I hope that everything goes well with you and that you have had the time to work on your new book. I would be happy to hear from you if ever the demands on your time let up.
As ever, Donald
New York, December 19, 2006
Dear Donald—
It is midnight, and I am packing for departure tomorrow to Rome—whence I’ll be going on to Naples and Capri; returning to New York on 13 January. I look forward so much to seeing you then, and learning, among other things, how your new work is progressing. I am taking my own ms and a congenial book or two to Italy, hoping to resume my work after constant interruptions of appeals, demands, TASKS, that are increasingly encroaching on my life. I come to feel that brutality (on my part) is the only solution . . .
New York is frenzied with Christmas chaos. I enjoy seeing friends, hearing music, but the atmosphere of a crazy beehive is distracting. Otherwise, all is well privately, even while all is ill with the world; and I look forward to seeing Italy come up in the dawn the day after tomorrow.
If, as I hope, you will be attending the Academy meeting on the 17th, can we possibly sit together?
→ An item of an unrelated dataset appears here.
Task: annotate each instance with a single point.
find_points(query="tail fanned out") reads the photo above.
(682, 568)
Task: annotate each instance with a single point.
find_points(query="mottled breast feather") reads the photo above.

How nice it will be to see you again.
With apologies for silence, with warmest thanks for your kind letter. With all affection—Shirley.
Tokyo, August 14, 2007
Dear Shirley,
It has been a very long time since I heard from you (and since I last wrote). I seem to have lost any sense of time ever since I had my accident. When Dr Deland said, “come back in six weeks” it seemed like a small eternity, but the time passed somehow. After the stated six weeks, the cast was removed, only to be replaced with a heavier one. This time I was told to come back in five weeks. Finally, I decided I would go to Japan. A new book was to appear, and it was desirable that I be present to help with the publicity. I went back to Dr Deland who said this time the cast could be replaced by a removable boot.
After reaching Tokyo I went to a good hospital where my foot was once again X rayed. I was told to come back in a month. Then, on the 8th of August, I saw the doctor. He informed me that the bone had not yet healed. “It will be a long process,” he said. But he also said that I need not wear the boot any longer, and that I should go about my daily tasks normally, without worrying too much about the foot. And that is where I am now.
It has been four months since the accident. In retrospect, it seems like a period of undifferentiated, rather depressing time. But I’ve come to realize that I was lucky. Edward Seidensticker, a distinguished translator of Japanese, had a similar accident at almost the same time—going down a flight of stairs in Tokyo. He hit his head in falling, and has not regained consciousness after four months. That could have happened to me. I was also lucky in that Shiro so devotedly obtained food and everything else I needed. I cannot imagine how I would have survived otherwise, though I suppose that I could have hired someone.